Pakistani minister spars with clerics over moon-sighting ushering in Ramadan

Special Pakistani minister spars with clerics over moon-sighting ushering in Ramadan
Fawad Chaudhry. (AP)
Updated 07 May 2019
Follow

Pakistani minister spars with clerics over moon-sighting ushering in Ramadan

Pakistani minister spars with clerics over moon-sighting ushering in Ramadan
  • Fawad Chaudhry sets up committee of scientists and meteorologists to make new lunar calendar for religious festivals
  • Religious holidays are traditionally determined in Pakistan by the physical sighting of the moon by clerics

ISLAMABAD: Pakistan’s minister for science and technology Fawad Chaudhry said on Tuesday he had constituted a committee to devise a five-year calendar to determine the dates of religious occasions that rely on a new moon, taking on powerful clerics who have traditionally used telescopes to physically sight the moon before important holidays.

Islamic scholars disagree on whether the moon must be physically seen for the Muslim fasting month of Ramadan and other religious holidays to begin.

For the last many years on the eve of Ramadan, the country has found itself split on whether or not a new moon had been sighted. As a result, the country’s northwest regions often start the fasting month a day earlier than Punjab, Balochistan and Sindh provinces, as they did this year also.

“Ministry of Science n Tech Committee to resolve #moonsighting controversy constituted,” Chaudhry said in a Twitter post on Tuesday.

The committee includes scientists from Pakistan's space agency and its meteorological department and “would finalize the calendar to indicate the exact dates of Ramadan, Eid-ul-Fitr & Eid-ul-Azha and Moharram for the next five years with 100% accuracy,” a notification from the science and technology ministry said, referring to the names of important Islamic months and holidays.

On Sunday, Chaudhry took on Mufti Muneeb-ur-Rehman, the powerful cleric who heads the Central Ruet-e-Hilal Committee of Pakistan, the department which announces the sighting of the new moon, saying he would set up a committee that would use “modern methods” to produce a lunar calendar based on the objective position of the moon in the sky rather than on actual moon sightings.

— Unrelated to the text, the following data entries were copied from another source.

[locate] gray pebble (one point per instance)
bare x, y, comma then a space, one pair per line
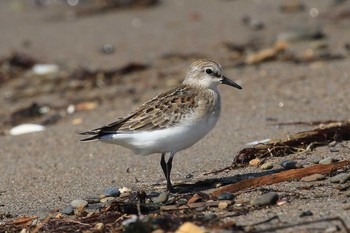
327, 160
209, 216
201, 208
68, 210
112, 192
266, 166
106, 199
313, 177
94, 206
306, 213
340, 178
182, 201
108, 49
92, 200
226, 196
265, 199
289, 164
79, 203
334, 149
162, 198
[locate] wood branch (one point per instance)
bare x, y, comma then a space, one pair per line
281, 177
299, 142
193, 205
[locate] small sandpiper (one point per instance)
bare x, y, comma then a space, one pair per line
173, 120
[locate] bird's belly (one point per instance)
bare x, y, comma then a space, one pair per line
172, 139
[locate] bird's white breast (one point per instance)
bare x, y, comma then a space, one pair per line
171, 139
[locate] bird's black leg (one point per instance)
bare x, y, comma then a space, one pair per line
163, 165
169, 165
166, 167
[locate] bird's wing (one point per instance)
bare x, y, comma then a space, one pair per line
165, 110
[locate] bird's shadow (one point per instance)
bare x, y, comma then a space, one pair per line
213, 183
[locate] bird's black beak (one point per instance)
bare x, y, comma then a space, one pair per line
229, 82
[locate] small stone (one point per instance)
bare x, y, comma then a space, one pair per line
182, 201
68, 210
334, 149
289, 164
226, 196
162, 198
79, 203
112, 192
332, 143
222, 205
201, 208
107, 199
124, 195
313, 177
99, 227
124, 190
255, 162
265, 199
283, 201
340, 178
306, 213
108, 49
209, 216
93, 200
327, 160
266, 166
346, 206
189, 227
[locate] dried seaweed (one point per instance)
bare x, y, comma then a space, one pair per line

“In Pakistan we have seen every time, on Eid, on Ramadan, during Muharram, a controversy arises on the moon,” Chaudhry said in a video posted on Twitter. “When modern methods are available, and we can decide on a definite date, then the question is, why do we not use the modern technology?”

Chaudhry said if the Ruet-e-Hilal committee thought it was appropriate to use telescopes, an outdated technology, to sight the moon then why did they resist using modern technologies, adding that he was resolved to make a new calendar and put it before cabinet for approval.

In response, Rehman has accused Chaudhry of being "unaware of religious matters" and said in interviews to local media that he had “previously appealed to the Prime Minister to allow only concerned ministers to speak on religious issues.”

Maulana Hafiz Abid Israr of the Pakistan Ulema Council rejected the idea of creating a new lunar calendar, saying the Islamic calendar was created on the basis of Islamic law not science and technology.

“It (Islamic calendar) has been working perfectly fine for centuries,” Israr told Arab News. “If we create a new one on the basis of science and technology, it will start a trend with every government changing the calendar according to their interests.”

“We have a government appointed body dealing with religious matters, so when they decide that they have sighted the moon, we as a nation accept that, we fast accordingly and we celebrate Eid according,” Israr said in support of the the central Ruet-e-Hilal Committee.